In de sociologie (de leer van de menselijke samenleving en haar verschijnselen) wordt gesproken over “McDonald-isering” van de maatschappij. Ritcher, een Amerikaans socioloog, verstaat daar onder: “een proces waarin de organisatieregels van het McDonald restaurant steeds meer delen van het maatschappelijk leven gaan domineren in de hele wereld”, dus ook in Nederland. Die organisatieregels zijn: doelmatigheid, berekenbaarheid, voorspelbaarheid en controle.
Is er dan iets op deze regels tegen? We zijn toch allemaal gebaat bij een goed product? We willen allemaal weten wat voor “vlees we in de kuip” hebben? Toch is het een schijnwereld. Iedereen krijgt dezelfde grijze massaproducten. Alles is voorspelbaar. De uitdaging is weg. De persoonlijke behoefte van de mens lijkt niet meer te bestaan. Voor wie of wat wordt dat opgeofferd?
Bovendien blijken mensen die in deze delen van de maatschappij werken weinig te verdienen, nauwelijks bevrediging uit hun werk te halen. Ze ervaren nauwelijks eer, noch profijt van hun werk en blijken weinig toekomstverwachtingen te hebben. Deze organisatieregels lijken er dus niet echt te zijn voor de werkende mens.
Praktijkvoorbeelden? Voor de Thuiszorg zijn richtlijnen opgesteld. De verzorger heeft tijden opgekregen voor handelingen: 5 minuten voor ogen druppelen, 10 minuten voor het aantrekken van de kousen en 20 minuten voor een wasbeurt. Mensen lijken wel hamburgers. Maar mensen blijven onvoorspelbaar en dus niet in tijdschema’s in te passen.

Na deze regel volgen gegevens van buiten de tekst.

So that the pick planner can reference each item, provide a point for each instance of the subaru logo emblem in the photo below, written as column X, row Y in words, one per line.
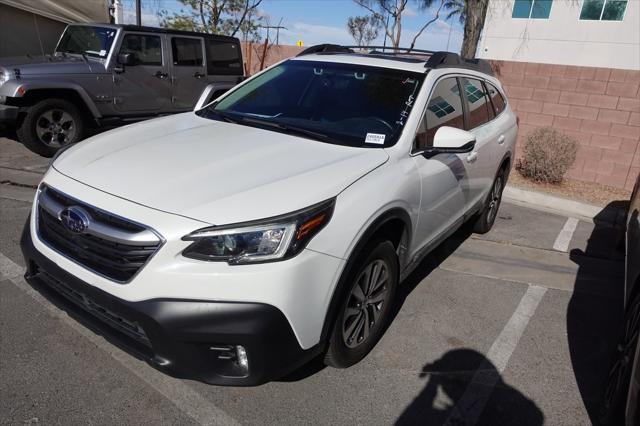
column 75, row 219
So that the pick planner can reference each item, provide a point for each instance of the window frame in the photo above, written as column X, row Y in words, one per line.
column 604, row 5
column 162, row 48
column 413, row 152
column 533, row 2
column 458, row 76
column 202, row 51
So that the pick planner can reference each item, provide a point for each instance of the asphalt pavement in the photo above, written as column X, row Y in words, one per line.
column 495, row 329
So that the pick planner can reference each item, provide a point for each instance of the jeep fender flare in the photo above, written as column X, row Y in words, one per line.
column 27, row 87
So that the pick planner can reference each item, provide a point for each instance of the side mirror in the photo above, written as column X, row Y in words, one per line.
column 128, row 59
column 452, row 140
column 211, row 92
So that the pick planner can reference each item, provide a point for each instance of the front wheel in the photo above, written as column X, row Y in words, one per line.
column 487, row 216
column 366, row 306
column 49, row 125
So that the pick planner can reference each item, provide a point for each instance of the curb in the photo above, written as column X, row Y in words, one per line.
column 552, row 204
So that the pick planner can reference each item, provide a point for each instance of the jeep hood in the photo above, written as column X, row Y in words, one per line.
column 37, row 65
column 213, row 171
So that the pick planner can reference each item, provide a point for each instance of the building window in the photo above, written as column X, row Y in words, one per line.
column 532, row 9
column 603, row 10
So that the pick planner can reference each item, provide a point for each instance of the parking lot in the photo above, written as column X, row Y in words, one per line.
column 513, row 327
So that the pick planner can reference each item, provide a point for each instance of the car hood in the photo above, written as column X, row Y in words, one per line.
column 213, row 171
column 36, row 65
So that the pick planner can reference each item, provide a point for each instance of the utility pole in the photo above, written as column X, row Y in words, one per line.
column 138, row 13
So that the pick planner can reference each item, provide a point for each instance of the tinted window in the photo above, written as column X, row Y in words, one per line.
column 496, row 98
column 345, row 104
column 477, row 102
column 444, row 109
column 223, row 58
column 148, row 49
column 187, row 51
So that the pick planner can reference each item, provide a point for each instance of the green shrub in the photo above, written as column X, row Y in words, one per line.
column 547, row 155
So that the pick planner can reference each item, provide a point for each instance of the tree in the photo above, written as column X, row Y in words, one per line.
column 471, row 13
column 363, row 29
column 389, row 14
column 214, row 16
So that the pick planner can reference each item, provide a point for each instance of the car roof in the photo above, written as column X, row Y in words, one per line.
column 128, row 27
column 408, row 59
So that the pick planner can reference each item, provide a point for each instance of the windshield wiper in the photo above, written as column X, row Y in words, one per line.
column 287, row 128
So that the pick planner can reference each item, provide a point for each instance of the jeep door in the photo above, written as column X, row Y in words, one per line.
column 143, row 87
column 188, row 73
column 444, row 177
column 483, row 160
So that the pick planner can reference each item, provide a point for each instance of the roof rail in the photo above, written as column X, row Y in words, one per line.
column 435, row 59
column 450, row 59
column 325, row 48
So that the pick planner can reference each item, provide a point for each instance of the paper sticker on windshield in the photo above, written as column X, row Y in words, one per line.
column 376, row 138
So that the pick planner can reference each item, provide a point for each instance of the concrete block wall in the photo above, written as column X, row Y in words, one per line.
column 598, row 107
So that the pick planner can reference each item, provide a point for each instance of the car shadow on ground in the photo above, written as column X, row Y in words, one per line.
column 457, row 391
column 594, row 314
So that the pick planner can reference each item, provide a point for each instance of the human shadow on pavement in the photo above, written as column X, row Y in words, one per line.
column 594, row 313
column 464, row 387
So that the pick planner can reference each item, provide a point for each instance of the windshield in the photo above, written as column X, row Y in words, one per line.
column 337, row 103
column 90, row 41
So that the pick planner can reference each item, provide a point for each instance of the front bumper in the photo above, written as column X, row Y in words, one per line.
column 8, row 114
column 179, row 337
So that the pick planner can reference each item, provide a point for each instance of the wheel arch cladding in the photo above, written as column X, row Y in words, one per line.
column 393, row 225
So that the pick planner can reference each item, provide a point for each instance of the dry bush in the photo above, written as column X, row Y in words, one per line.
column 547, row 155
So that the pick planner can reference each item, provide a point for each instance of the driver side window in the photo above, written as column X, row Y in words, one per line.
column 444, row 109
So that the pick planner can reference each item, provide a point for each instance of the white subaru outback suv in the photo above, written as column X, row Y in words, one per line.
column 235, row 243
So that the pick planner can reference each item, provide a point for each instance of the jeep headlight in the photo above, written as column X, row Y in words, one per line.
column 272, row 239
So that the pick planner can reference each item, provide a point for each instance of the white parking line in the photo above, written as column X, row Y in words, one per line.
column 565, row 235
column 178, row 392
column 469, row 407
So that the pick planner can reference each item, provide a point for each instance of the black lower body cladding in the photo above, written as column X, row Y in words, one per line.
column 182, row 338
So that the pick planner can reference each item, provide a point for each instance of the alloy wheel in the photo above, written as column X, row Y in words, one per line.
column 367, row 299
column 494, row 203
column 55, row 128
column 620, row 371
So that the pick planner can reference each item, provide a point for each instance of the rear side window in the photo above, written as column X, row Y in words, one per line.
column 496, row 98
column 147, row 48
column 223, row 58
column 477, row 102
column 444, row 109
column 187, row 52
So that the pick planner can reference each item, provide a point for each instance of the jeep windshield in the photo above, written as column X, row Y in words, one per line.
column 86, row 40
column 344, row 104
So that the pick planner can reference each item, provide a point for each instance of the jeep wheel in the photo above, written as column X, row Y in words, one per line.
column 366, row 306
column 49, row 125
column 487, row 216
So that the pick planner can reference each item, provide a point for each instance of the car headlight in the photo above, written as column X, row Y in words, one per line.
column 272, row 239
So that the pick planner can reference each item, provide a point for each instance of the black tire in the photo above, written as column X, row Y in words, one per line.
column 486, row 218
column 49, row 125
column 614, row 400
column 343, row 351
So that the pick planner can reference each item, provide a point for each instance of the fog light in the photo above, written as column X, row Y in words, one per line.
column 232, row 360
column 241, row 358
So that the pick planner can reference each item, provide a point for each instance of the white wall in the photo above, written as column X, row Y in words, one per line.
column 563, row 38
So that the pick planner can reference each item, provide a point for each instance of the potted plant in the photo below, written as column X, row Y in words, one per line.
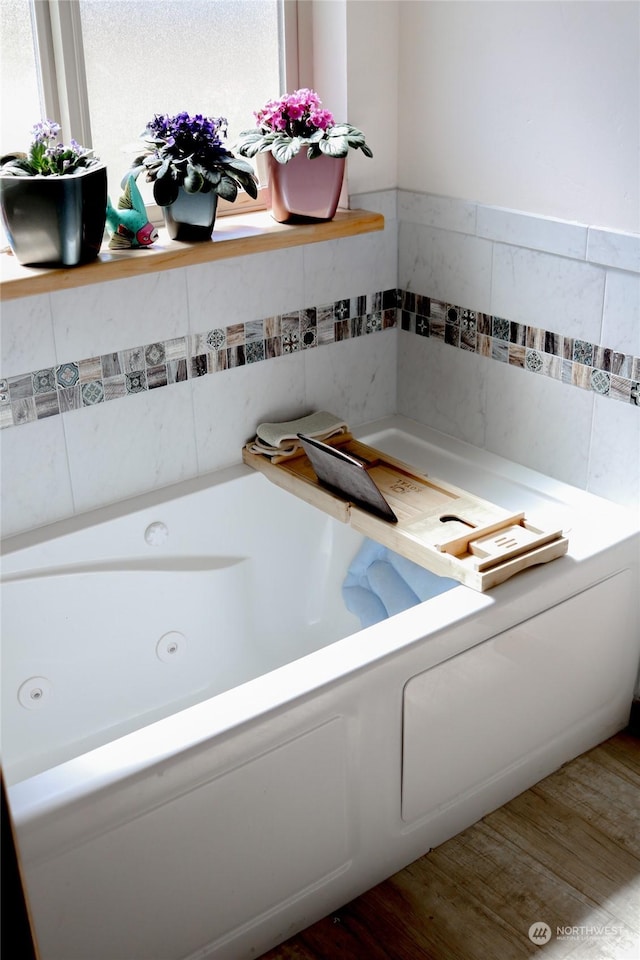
column 53, row 200
column 305, row 151
column 190, row 167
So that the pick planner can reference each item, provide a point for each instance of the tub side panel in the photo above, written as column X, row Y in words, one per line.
column 192, row 870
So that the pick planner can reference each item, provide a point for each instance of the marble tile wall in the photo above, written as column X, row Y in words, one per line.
column 88, row 454
column 516, row 333
column 544, row 320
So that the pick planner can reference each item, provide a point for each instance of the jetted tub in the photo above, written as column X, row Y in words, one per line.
column 203, row 752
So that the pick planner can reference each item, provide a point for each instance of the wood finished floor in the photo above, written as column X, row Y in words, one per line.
column 565, row 853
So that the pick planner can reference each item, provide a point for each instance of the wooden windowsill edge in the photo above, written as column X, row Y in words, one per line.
column 233, row 236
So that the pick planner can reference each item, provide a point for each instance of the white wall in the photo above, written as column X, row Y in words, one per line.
column 529, row 105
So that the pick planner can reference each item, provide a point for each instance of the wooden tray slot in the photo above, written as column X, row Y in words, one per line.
column 442, row 527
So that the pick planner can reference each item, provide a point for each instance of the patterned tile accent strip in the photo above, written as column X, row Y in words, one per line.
column 86, row 382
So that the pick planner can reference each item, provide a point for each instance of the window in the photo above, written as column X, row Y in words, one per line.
column 105, row 67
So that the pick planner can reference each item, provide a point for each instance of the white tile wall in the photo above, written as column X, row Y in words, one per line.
column 532, row 270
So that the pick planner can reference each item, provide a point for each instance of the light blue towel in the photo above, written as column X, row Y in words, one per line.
column 381, row 583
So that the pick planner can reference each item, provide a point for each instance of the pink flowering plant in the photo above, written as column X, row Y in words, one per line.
column 295, row 121
column 189, row 151
column 46, row 157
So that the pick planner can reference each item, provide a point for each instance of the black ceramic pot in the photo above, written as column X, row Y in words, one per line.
column 56, row 221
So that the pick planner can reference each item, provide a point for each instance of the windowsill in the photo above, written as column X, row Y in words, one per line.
column 233, row 236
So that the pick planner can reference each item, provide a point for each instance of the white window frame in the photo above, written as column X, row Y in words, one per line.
column 57, row 31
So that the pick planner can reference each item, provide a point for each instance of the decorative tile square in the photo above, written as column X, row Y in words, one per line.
column 309, row 338
column 374, row 302
column 620, row 389
column 326, row 330
column 198, row 366
column 290, row 325
column 452, row 334
column 156, row 377
column 553, row 343
column 583, row 352
column 90, row 369
column 21, row 387
column 235, row 335
column 110, row 363
column 581, row 376
column 236, row 356
column 254, row 330
column 69, row 398
column 533, row 361
column 342, row 330
column 500, row 329
column 622, row 365
column 132, row 360
column 290, row 341
column 517, row 354
column 154, row 354
column 46, row 405
column 602, row 358
column 92, row 393
column 422, row 326
column 216, row 339
column 23, row 411
column 390, row 298
column 483, row 347
column 325, row 313
column 177, row 370
column 136, row 381
column 534, row 338
column 115, row 387
column 390, row 318
column 452, row 313
column 373, row 322
column 217, row 361
column 600, row 382
column 551, row 366
column 254, row 351
column 44, row 381
column 175, row 349
column 272, row 327
column 273, row 347
column 437, row 328
column 437, row 311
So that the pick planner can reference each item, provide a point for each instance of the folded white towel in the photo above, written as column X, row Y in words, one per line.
column 280, row 440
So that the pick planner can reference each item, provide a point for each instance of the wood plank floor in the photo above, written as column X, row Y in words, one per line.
column 565, row 853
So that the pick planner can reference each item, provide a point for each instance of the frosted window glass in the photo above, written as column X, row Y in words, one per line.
column 19, row 98
column 215, row 57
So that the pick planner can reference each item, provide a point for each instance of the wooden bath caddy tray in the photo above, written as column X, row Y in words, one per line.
column 443, row 528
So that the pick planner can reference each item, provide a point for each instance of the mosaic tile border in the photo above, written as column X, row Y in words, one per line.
column 83, row 383
column 571, row 360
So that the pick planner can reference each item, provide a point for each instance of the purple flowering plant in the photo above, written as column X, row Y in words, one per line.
column 295, row 121
column 189, row 151
column 46, row 157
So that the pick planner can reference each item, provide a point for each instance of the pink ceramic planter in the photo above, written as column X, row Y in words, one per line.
column 304, row 189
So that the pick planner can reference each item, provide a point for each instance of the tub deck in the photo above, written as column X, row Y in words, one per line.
column 346, row 756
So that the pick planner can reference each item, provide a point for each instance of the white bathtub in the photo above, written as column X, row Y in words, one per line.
column 203, row 752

Voor de architecten wordt het de laatste jaren steeds eenvormiger. Voor dorpen is er een standaardbouw. Wij kunnen kiezen uit een paar modellen, die door het hele land worden gebouwd. Het zakelijke argument is ook hier doorslaggevend. Het moet geld opbrengen. Aan de andere kant maakt het de huizen ook betaalbaar, dus waarom niet? Maar houden wij het vol in deze saaie steden? Hier moeten wij toch leven? Waar kiezen we voor?
Kunnen wij iets van deze ontwikkelingen tegenhouden? Er zijn mensen waarvoor deze werkwijze, deze regels een soort zekerheid zijn en die deze kant-en-klaar producten heerlijk vinden.
We zien ook mensen die er niets mee te maken willen hebben en vluchten. Ze sluiten zich op. Soms trekt men zich letterlijk in een hutje op de hei terug en doet men alsof er niets aan de hand is. Tot slot zijn er mensen die op zoek gaan naar vluchtroutes. Ze gaan op zoek naar de authentieke beleving. Helaas zien we dat ook die beleving weer door het verstand wordt verklaard en in regels wordt omgezet, die weer worden uitgevoerd. Een avonturenvakantie kunnen we nu, bijvoorbeeld, kant en klaar kopen. Ook New Age speelt hierop in door vormen van spiritualiteit als hap-klare brokken te presenteren en te verkopen.
Het blijkt dus een maatschappelijke ontwikkeling te zijn, die niet te stoppen is. Het zit in de mens. Daarom denk ik dat we ook niet echt iets doen tegen deze ontwikkeling. Ergens zien we het toch als de enige echte (maatschappelijke) ‘wegbereider’ naar een betere mens, een betere wereld, een beter lot.
Zijn we niet allemaal op zoek naar minder arbeid en meer loon? Zijn we niet op zoek naar het paradijs en proberen we voor zo weinig mogelijk geld, zo veel mogelijk te krijgen? Is onze honger naar meer genot, door minder inspanning ooit te stillen?
En dan het bijbelse woord: gij, geheel anders! Hebben wij als christenen wel oog voor onze medemens? Zien wij als christenen wel de ongelofelijke variatie in Gods schepping, in onze naaste, in onszelf? Zijn wij als christenen wel dankbaar voor of opzoek naar minder genot, voor meer inspanning omdat God ons geleerd heeft dat het niet in de grootte zit, maar in het waardevolle? Zijn wij aan het “McDonaldiseren” of aan het “Christeneren”? Vechten wij dan voor Christus’ waarden of sluiten wij ons op in ‘onze hut’ of voelen wij ons wel bij deze maatschappelijke ontwikkeling?